The PGT active site is conserved throughout prokaryotes, and the assay is based on probe displacement from the active site. Thus, hit compounds obtained in this screen, which uses S. aureus SgtB, may not only show binding affinity to S. aureus PGTs but also to PGTs of other organisms, provided they contact conserved active site features. To examine their selectivity, hit compounds were tested for their PGT inhibitory activity in two orthogonal assays. In competitive binding studies, using PGTs from the pathogens S. aureus, E. faecalis, and E. coli, we found that hit compound 10 displaces probe 2 in a dose-dependent fashion from all three enzymes. The corresponding inhibitor constants K_i ranged from 2.6 μM to 94 nM (Figure 3).¹⁸ Compound 10 showed similarly pan-selective inhibitory activity in an established assay that monitors PGT activity in vitro.^3b,10 Polymerization of lipid II¹⁹ by two PGTs of S. aureus, as well as PGTs of E. faecalis and E. coli was inhibited with IC₅₀ values in the low micromolar range (Figure 3c). These findings indicate that hit compound 10, identified in our screen using S. aureus SgtB, is not only able to inhibit the enzymatic activity of S. aureus PGTs but also the activity of PGTs from other pathogens.

Figure 3. Hit compounds found in a screen against S. aureus SgtB also inhibit PGTs of other pathogens.

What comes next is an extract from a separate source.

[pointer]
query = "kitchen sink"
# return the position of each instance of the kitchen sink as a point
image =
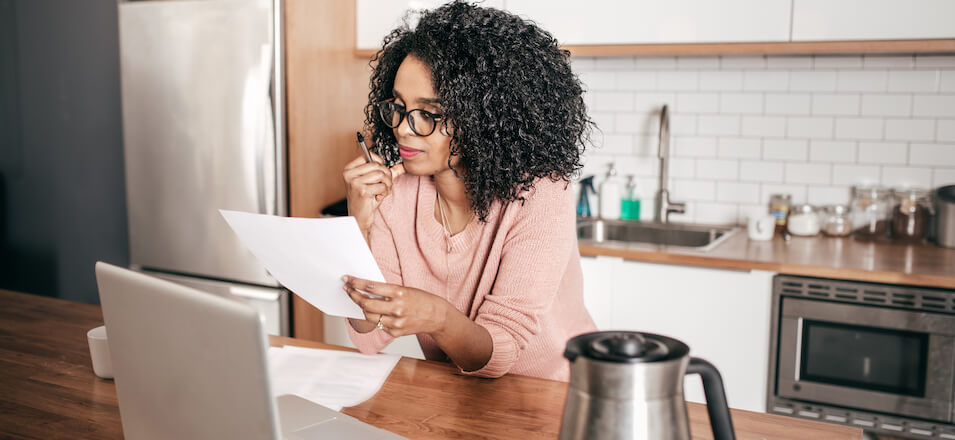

a: molecular structure of the characterized hit compound 10; b: dose-dependent displacement of probe 2 (75 nM) from PGTs of three pathogens by 10 was determined by FP readout. c: Inhibition of the polymerization of lipid II by PGTs of different organisms. The following concentrations of enzymes were chosen so that 30–40% conversion of lipid II (4 μM) was observed in the uninhibited reaction: S. aureus SgtB (50 nM), S. aureus PBP2 (1.2 μM),^3d E. faecalis PBP2a (50 nM), and E. coli PBP1b (50 nM); d: minimum inhibitory concentrations of 10 against S. aureus ATCC 29213 (MSSA), S. aureus USA 300 (MRSA), and B. anthracis ANR-1 were determined following a procedure by the Clinical and Laboratory Standard Institute. ²⁰

In this paper we have described the development of a displacement assay that uses a truncated moenomycin analog with attenuated binding affinity to enable the identification of compounds that bind to PGTs. By using a natural product based probe that contacts invariant residues in the active site, we hoped to discover compounds that likewise contact conserved active site features. We report a compound that binds to several different PGTs and also inhibits their enzymatic activities. The enzyme binding affinities do not allow accurate prediction of the order of IC₅₀ values for enzyme inhibition, but it is worth noting that the conformations of PGTs in the process of polymerizing lipid II may be different from those bound to moenomycin. This phenomenon highlights the need for both enzyme inhibition and binding assays to guide the development of PGT inhibitors. Finally, we note that compound 10 has MICs of 4–16 μg/mL against methicillin sensitive and resistant S. aureus strains as well as B. anthracis,²¹ consistent with the PGT inhibitory activity (Figure 3d). Further studies are underway to determine whether the mechanism of cell killing is due to PGT inhibition.